Демид нетерпеливо мотает головой.

– Это исключено. Девочка слишком маленькая, она примерно на полгода, если не на год, младше Майи. Мои люди проверили всех... – он запинается, опуская циничное «всех моих женщин», и исправляется, – все варианты. Я уверен, что ее отец кто-то из братьев, просто биоматериал был собран некорректно.

– Зачем она тебе? – спрашиваю тихо, чтобы Демид не заметил, как у меня дрожит голос.

– Что значит, зачем? – мой вопрос явно вводит его в ступор.

– Зачем ты ищешь эту девочку? – в носу щиплет от подступающих слез, но я героически держусь.

– Арина, ты правда не понимаешь? – Демид раздраженно взмахивает рукой. – Этот ребёнок относится к нашей семье. Какая-то сука скрыла девочку, а потом начнет шантажировать моего брата. Ты не знаешь, но мы уже это проходили, я больше не могу такого допустить. Я должен ее найти, чтобы все выяснить и чтобы вернуть ребенка в семью.

– Ты хочешь забрать ее у матери? – уточняю, Демид кривится.

– Ну нет, конечно. Что за бред. Но отец имеет право знать, что у него есть ещё одна дочь, – задумывается и поправляется. – Или просто есть.

Он достает ещё одно фото и кладет передо мной, а я призываю все силы, чтобы себя не выдать, потому что с фото на меня смотрит мама.

Здесь она молодая. Я даже знаю, когда оно было сделано. Мне было тринадцать лет, в пансионе устраивали ежегодный Рождественский благотворительный концерт. Отец не разрешал маме меня навещать, не верил, что она больше не пьет.

И мама приехала тайно. Она очень хотела на меня посмотреть, и когда узнала, что концерт для всех желающих, пришла. Но мне на глаза не показывалась, ей было очень стыдно. Не хотелось бередить мне душу.

Мама рассказала об этом уже когда я выросла, и вот теперь я вживую вижу ее на этом празднике.

– Посмотри, ты случайно не узнаешь эту женщину?
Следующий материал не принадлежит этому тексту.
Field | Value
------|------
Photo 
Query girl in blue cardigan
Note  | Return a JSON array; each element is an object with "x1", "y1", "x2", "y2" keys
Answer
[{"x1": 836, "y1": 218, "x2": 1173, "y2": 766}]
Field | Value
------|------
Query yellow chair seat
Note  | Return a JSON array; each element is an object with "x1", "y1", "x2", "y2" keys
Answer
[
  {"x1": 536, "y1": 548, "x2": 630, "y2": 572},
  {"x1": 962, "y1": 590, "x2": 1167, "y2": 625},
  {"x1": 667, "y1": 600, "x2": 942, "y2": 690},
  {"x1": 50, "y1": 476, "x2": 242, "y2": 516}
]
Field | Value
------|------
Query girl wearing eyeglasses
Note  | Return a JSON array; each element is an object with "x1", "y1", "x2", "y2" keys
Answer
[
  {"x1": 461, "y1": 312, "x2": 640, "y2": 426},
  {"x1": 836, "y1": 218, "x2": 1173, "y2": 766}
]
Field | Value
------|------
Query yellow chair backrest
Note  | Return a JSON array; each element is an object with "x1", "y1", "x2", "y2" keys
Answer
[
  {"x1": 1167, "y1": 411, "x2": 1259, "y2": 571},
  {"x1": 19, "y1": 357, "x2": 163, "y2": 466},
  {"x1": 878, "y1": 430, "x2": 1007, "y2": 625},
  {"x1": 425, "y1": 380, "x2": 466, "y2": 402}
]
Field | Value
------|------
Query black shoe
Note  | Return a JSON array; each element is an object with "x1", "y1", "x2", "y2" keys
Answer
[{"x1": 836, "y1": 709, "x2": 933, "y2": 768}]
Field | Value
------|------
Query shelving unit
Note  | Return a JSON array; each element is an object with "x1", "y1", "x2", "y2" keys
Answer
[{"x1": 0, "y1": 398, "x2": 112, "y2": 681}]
Это Рождество в вашей школе, может ты помнишь? Ты же была взрослой. Может ты ее где-то видела?

Поднимаю голову, вглядываюсь Демиду в глаза. Он прямой и бескомпромиссный, как и был. Ему можно задавать вопросы только если хочешь услышать правду. И к этой правде нужно быть готовой.

– Почему ты ищешь эту девочку, Демид, если она дочь кого-то из твоих братьев?

Он тоже зацепляется взглядом, и мы некоторое время гипнотизируем друг друга словно пытаемся разгадать, что у другого на уме.

– Потому что я не хочу, чтобы их семьи пострадали, – наконец отвечает он. – Моим братьям повезло, у них хорошие жены. И я не могу допустить, чтобы какая-то дрянь нами манипулировала.

Неправильный ответ, Демид Ольшанский.

Ты ни слова не сказал о маленькой девочке, которой неосторожные действия и поступки могут причинить вред. Твоей семье на неё наплевать. И тебе, и твоим братьям.

А ведь я почти готова была признаться...

– Я не знаю эту женщину, Демид. Я никогда ее не видела. Извини, тебе пора, – беру в руки телефон, и через секунду за спиной Ольшанского вырастают две тени.

– Демид Александрович, можно мы вас проводим?

Он пристально вглядывается в меня, ничего не говорит, только кивает охранникам:

– Можно. Только я сам дойду, – разворачивается и так же стремительно идет к выходу.